The issue isn’t soldiers having access to secrets. The issue is the secrets, the fact that there are so many and that a lot of this information will be classified without much justification decades after the information could have any impact on national security.

WikiLeaks Has Not Transformed Anything

Finally, along with this idea that continued US government secrecy makes WikiLeaks’ actions condemnable, Keller asserts WikiLeaks did not really transform our world. An entire UN agency that just held a conference on the media after WikiLeaks, which Ian Fisher of NYT participated in, might beg to differ.

The United Nations Education, Scientific and Cultural Organization (UNESCO) believes WikiLeaks “modified the media landscape and raised crucial questions for journalists.” They find the organization showed the relationship between “citizen journalism” and traditional professional journalism needs reconsideration. They find the organization exposed key problems with international and domestic laws related to privacy, national security, public order and Internet freedom. And, they suggest WikiLeaks ushered in a new era where journalists would be doing more work with “primary source data,” since the Internet makes mountains of material easy to exchange and transmit.

It appears, like many American commentators who work for establishment media, Keller’s column consists of US-centric criticism. WikiLeaks may have changed little in the US press, but, worldwide, WikiLeaks has had a huge impact. WikiLeaks has inspired press organizations to start their own transparency ventures.

That the US government continues to suffer from a disease of secrecy in the aftermath of WikiLeaks may be disappointing, but it does not mean citizens and organizations need to manage their efforts to promote transparency better. The problem is “Top Secret America,” something Keller himself understands.

Times public editor Arthur S. Brisbane wrote:

The Times, like other serious news organizations in democracies, exists to ferret out and publish information — most especially information that government, business and other power centers prefer to conceal. Arming readers with knowledge is what it’s about, and journalists are motivated to pursue that end.
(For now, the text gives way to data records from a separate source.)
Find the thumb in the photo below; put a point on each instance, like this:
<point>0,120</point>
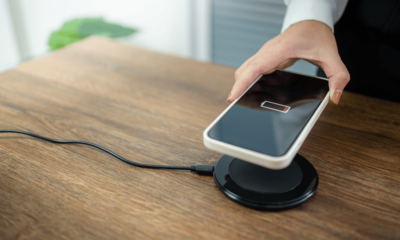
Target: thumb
<point>338,77</point>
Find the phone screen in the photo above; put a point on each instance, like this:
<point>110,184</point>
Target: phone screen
<point>269,117</point>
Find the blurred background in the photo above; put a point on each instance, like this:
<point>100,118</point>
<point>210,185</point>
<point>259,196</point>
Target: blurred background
<point>221,31</point>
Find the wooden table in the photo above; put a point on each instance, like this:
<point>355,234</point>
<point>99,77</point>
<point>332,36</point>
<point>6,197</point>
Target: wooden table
<point>153,108</point>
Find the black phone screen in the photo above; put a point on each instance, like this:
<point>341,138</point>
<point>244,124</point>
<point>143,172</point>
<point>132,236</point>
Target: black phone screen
<point>269,117</point>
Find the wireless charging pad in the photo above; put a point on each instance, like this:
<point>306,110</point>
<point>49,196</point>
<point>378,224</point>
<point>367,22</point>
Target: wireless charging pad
<point>261,188</point>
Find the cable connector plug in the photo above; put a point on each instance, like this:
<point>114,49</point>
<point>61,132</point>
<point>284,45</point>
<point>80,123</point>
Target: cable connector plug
<point>203,170</point>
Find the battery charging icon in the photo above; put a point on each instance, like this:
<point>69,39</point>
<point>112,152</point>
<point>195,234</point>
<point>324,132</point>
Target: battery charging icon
<point>275,106</point>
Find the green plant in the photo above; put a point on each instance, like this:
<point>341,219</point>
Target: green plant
<point>77,29</point>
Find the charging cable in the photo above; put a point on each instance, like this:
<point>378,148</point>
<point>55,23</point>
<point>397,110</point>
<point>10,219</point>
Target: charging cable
<point>199,169</point>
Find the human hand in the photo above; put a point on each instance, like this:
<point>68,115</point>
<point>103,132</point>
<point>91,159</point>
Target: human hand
<point>310,40</point>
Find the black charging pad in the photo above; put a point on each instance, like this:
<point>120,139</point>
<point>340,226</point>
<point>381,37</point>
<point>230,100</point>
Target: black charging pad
<point>261,188</point>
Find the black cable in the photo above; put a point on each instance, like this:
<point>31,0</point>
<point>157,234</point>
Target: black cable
<point>200,169</point>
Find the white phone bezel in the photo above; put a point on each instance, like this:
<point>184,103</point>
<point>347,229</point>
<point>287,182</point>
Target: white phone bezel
<point>258,158</point>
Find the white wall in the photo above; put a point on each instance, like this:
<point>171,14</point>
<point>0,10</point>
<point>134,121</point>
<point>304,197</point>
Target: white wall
<point>9,54</point>
<point>163,24</point>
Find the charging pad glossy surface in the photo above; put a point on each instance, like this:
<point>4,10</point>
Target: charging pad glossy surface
<point>261,188</point>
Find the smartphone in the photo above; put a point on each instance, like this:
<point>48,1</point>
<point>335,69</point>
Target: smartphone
<point>269,122</point>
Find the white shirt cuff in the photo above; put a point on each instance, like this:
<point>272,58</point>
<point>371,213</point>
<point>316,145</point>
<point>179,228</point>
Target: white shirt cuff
<point>319,10</point>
The impulse to obtain and publish inaccessible information is greatly strengthened in an age in which, if anything, government secrecy is growing…

When the Times obtained the cables, the “opportunity to arm readers with hard-to-get information” took on great urgency.” Sadly, Keller cannot empathize with Assange and other staff members of WikiLeaks and admit that this “opportunity” is what would push WikiLeaks to publish as much of the information as possible.
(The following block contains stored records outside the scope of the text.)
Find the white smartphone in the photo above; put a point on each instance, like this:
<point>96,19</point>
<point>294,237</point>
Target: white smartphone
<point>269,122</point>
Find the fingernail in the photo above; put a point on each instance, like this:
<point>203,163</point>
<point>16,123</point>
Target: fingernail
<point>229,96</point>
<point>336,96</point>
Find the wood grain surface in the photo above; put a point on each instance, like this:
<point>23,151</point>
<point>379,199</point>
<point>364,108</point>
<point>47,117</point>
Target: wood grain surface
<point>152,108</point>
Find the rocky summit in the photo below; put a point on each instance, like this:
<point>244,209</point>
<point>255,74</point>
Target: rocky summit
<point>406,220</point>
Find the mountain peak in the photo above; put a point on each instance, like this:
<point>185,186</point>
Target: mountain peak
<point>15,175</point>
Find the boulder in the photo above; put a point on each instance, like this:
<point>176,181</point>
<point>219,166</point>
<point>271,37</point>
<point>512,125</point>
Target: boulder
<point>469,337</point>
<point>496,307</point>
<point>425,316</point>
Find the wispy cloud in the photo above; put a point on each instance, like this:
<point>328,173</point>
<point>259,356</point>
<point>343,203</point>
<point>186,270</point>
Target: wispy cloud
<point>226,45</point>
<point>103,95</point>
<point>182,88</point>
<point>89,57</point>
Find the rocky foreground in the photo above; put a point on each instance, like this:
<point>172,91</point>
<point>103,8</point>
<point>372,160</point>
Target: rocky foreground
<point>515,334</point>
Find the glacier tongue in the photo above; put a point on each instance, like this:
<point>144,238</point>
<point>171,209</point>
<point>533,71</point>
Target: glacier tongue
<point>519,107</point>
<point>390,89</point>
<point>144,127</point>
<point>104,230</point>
Keller is likely to carry this animosity toward Assange and WikiLeaks to the grave. He, like other pundits, are threatened by organizations like WikiLeaks.
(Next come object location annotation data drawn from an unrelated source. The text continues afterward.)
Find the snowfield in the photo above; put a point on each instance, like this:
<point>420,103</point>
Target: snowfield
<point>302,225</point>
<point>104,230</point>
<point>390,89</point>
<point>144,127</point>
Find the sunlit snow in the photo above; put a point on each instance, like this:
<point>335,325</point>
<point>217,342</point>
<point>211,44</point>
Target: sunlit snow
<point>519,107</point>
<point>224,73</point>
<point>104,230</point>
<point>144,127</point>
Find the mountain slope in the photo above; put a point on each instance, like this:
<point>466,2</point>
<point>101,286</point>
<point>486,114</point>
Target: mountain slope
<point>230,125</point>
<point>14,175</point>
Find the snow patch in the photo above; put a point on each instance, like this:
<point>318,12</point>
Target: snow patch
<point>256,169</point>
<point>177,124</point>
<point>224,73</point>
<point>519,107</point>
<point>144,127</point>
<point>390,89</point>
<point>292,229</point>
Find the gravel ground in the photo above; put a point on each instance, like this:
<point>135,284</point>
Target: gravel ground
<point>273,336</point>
The Times is a gate-keeping media organization. They see their role in society as one that involves deciding what the public needs to know and not know. WikiLeaks questions this process, which most media engage in. WikiLeaks makes it difficult for the news organization by exposing how the organization covers certain stories and ignores other stories.

The US establishment media needs to keep Assange around. He’s a punching bag they can hit whenever they need to remind Americans of their supposed value to society.

WikiLeaks attacks the Times‘ “professionalism,” which they engage in to maintain access to those in the halls of power. That they would question the paper’s deference to power is appalling to members of the establishment press in America.

This is why people like Keller write petulant columns. This is why Keller thinks Assange and WikiLeaks are to blame for political leaders not having the political will to fight for more transparency in government.